Em 8 de dezembro de 1968, Douglas Engelbart sentou-se diante de uma multidão de 1.000 pessoas em São Francisco, pronto para apresentar a computação em rede ao mundo. Engelbart não era Steve Jobs. Ele era um engenheiro tímido, sem experiência em marketing. Seu objetivo era falar diretamente com outros engenheiros, mostrando-lhes que eles poderiam usar os computadores de novas maneiras para resolver problemas humanos complexos.
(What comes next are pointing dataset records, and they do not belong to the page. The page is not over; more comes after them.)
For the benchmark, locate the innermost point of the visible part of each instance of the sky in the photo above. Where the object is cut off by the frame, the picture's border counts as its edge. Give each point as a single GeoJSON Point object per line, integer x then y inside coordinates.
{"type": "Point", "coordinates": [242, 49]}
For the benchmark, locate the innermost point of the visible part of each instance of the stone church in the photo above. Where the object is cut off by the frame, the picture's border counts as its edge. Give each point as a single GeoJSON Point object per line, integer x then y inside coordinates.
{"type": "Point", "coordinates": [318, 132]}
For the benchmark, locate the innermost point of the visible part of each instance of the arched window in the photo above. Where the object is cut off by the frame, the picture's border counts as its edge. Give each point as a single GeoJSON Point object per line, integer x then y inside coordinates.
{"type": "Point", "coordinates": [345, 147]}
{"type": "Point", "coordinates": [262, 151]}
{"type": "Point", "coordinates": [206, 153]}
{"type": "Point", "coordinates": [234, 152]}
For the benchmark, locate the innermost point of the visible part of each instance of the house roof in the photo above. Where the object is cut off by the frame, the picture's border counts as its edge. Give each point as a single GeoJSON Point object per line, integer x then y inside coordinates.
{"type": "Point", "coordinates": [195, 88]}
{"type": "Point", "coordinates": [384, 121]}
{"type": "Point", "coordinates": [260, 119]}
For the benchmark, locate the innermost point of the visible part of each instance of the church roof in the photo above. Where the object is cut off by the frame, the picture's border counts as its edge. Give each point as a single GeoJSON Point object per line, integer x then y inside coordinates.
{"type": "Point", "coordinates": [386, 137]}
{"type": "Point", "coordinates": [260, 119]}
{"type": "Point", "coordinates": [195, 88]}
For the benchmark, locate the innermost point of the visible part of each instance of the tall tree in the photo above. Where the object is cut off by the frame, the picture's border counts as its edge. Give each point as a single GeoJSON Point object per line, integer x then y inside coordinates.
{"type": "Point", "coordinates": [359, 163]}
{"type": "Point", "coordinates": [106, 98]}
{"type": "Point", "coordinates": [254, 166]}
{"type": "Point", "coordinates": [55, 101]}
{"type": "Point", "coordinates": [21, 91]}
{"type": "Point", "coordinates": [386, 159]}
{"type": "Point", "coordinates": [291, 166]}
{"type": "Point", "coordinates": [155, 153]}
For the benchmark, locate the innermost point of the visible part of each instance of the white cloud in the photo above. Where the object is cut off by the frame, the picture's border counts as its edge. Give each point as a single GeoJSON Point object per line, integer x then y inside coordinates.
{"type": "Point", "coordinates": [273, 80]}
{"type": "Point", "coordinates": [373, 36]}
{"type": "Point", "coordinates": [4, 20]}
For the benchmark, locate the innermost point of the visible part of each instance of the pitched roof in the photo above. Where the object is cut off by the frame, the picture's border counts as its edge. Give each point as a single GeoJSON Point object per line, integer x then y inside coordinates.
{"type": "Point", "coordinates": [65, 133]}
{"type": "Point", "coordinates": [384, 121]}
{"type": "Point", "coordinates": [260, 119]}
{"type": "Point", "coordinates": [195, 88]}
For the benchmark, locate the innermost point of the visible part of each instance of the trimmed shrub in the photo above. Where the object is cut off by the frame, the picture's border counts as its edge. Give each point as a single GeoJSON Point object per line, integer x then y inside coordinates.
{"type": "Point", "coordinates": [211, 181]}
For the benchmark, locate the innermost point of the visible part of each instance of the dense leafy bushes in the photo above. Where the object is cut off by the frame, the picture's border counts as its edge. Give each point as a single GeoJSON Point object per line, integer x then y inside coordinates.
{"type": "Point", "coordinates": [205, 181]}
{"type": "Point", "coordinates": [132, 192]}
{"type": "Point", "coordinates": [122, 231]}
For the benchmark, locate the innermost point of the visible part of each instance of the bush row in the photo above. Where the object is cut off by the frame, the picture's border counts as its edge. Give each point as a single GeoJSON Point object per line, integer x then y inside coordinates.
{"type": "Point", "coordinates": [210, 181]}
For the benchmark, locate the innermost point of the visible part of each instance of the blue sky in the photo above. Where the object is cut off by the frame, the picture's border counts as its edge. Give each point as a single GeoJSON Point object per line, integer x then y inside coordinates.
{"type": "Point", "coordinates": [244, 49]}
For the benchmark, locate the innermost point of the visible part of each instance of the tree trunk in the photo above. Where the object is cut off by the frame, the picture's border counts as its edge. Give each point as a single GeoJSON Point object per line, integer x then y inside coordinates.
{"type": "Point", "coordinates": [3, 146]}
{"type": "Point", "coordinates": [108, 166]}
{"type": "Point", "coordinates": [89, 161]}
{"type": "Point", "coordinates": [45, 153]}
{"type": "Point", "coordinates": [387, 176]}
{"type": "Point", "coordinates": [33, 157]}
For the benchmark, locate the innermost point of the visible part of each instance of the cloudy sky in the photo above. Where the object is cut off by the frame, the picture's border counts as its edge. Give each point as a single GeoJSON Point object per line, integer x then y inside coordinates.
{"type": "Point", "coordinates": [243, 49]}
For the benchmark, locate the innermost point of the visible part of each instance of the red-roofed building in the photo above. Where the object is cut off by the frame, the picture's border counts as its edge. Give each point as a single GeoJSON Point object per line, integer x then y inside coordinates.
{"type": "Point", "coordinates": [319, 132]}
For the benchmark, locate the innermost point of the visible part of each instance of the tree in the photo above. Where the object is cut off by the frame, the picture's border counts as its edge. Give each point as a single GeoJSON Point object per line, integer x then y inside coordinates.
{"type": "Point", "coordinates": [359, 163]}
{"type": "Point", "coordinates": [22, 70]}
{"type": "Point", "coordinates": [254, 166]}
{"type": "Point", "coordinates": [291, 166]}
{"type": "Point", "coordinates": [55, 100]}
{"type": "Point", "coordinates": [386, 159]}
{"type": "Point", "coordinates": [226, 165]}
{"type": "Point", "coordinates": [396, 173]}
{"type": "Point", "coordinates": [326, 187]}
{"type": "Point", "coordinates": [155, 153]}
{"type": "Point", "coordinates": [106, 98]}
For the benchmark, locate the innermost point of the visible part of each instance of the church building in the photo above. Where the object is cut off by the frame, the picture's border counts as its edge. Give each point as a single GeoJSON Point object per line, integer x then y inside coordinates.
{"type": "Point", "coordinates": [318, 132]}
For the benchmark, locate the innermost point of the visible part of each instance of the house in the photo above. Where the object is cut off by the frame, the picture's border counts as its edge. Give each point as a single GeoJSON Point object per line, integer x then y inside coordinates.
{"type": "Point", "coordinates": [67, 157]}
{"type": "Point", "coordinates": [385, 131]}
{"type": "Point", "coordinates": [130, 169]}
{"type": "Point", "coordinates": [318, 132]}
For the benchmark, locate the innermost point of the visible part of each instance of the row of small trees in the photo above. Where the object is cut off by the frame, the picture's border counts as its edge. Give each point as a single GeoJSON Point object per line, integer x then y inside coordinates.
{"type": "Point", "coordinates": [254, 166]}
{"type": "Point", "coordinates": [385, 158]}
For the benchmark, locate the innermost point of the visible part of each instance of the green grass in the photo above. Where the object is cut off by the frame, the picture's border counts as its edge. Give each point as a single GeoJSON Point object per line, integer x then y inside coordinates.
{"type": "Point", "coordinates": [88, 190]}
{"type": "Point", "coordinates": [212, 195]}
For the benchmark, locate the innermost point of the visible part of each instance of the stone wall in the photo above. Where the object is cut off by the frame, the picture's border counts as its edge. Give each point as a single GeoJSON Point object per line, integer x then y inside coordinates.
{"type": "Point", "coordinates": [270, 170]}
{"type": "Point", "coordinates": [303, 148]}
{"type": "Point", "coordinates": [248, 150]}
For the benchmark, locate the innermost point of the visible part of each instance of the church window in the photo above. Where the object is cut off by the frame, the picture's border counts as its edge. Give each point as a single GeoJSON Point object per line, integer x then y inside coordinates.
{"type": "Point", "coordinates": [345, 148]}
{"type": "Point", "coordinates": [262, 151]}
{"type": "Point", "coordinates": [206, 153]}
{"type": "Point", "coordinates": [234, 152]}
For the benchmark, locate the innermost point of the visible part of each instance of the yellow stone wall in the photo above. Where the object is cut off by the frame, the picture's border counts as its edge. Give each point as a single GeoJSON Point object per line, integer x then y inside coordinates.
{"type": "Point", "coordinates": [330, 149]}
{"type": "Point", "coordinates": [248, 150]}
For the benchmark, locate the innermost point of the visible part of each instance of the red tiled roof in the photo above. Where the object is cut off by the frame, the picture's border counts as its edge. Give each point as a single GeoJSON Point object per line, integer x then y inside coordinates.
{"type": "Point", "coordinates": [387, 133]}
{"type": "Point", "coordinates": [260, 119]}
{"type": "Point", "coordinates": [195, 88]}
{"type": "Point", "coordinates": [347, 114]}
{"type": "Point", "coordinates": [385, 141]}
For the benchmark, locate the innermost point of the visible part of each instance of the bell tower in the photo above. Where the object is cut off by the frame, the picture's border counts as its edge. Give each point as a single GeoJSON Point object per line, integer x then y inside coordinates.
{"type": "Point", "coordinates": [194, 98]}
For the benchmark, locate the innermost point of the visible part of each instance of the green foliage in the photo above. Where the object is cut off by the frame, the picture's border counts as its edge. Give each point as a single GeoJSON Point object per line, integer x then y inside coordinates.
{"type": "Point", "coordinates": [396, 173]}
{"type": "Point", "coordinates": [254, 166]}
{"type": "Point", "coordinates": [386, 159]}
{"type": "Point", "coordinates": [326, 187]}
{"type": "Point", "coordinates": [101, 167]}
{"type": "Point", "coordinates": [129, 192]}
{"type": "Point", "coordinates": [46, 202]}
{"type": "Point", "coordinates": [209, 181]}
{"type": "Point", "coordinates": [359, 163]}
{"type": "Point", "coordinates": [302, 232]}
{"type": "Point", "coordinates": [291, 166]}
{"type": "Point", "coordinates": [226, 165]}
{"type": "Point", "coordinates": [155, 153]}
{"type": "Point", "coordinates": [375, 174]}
Essa mensagem foi radical o suficiente em 1968. A maioria dos programadores do dia usava cartões perfurados para realizar tarefas quantitativas, como tabular dados do censo, escrever códigos bancários ou calcular a trajetória de um míssil. Mesmo no 2001 futurista : Uma Odisséia no Espaço, lançada em abril de 1968, a HAL 9000 era uma versão aprimorada da mesma coisa. Poderia jogar xadrez e fazer pequenas conversas com os membros da equipe (e, em última instância, sabotar toda a missão), mas seu trabalho ainda era calcular números e administrar sistemas. A HAL não dava aos seus usuários uma maneira de escrever, projetar ou colaborar em documentos.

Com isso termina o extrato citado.